As the darters grow and mature, they take on the characteristics of their sex. They mature and become of breeding age in one to two years, and usually do not live longer than four years. The males of this species have modified first dorsal fins that characteristically look like little bulbs. This is believed to be used for egg mimicry purposes. Females are proven to be more likely to spawn with a male that already has a clutch of eggs. This may have led to an evolutionary change of the specialized egg-mimicking morphology in males. Since the male already looks like he has eggs, the female will come under the rock where he has cleared a space, and will lay her eggs on the underside of the top rock; usually, several females add to each male's clutch, resulting in more diversity and offspring produced. Throughout the time of egg growth, the male will take care of the eggs, but he may eat some of them to keep up his energy. These nests can be easily disturbed, and the delicate eggs can be destroyed simply by a human walking through the stream, yet another potential risk in their lives.
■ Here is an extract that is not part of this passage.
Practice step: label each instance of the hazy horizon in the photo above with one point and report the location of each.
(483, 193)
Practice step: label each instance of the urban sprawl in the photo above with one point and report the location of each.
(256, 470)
Though the males guard the eggs, studies have shown they exhibit filial cannibalism, meaning they eat some of the eggs in their nest. A research study collecting data on the fantail darter found all the males are, in fact, cannibals. Some males will eat the entire nest of eggs, while others will eat only part of it.

==Systematics==
The fantail darter was first formally described in 1819 by the French polymath Constantine Samuel Rafinesque (1783–1840). There are two recognised subspecies:

- Etheostoma flabellare flabellare Rafinesque, 1819 (Fantail darter) - the eastern part of the range as far west as lower Michigan and Indiana.
- Etheostome flabellare lineolatum (Agassiz, 1854) (Striped darter) - Minnesota, Wisconsin and upper Michigan.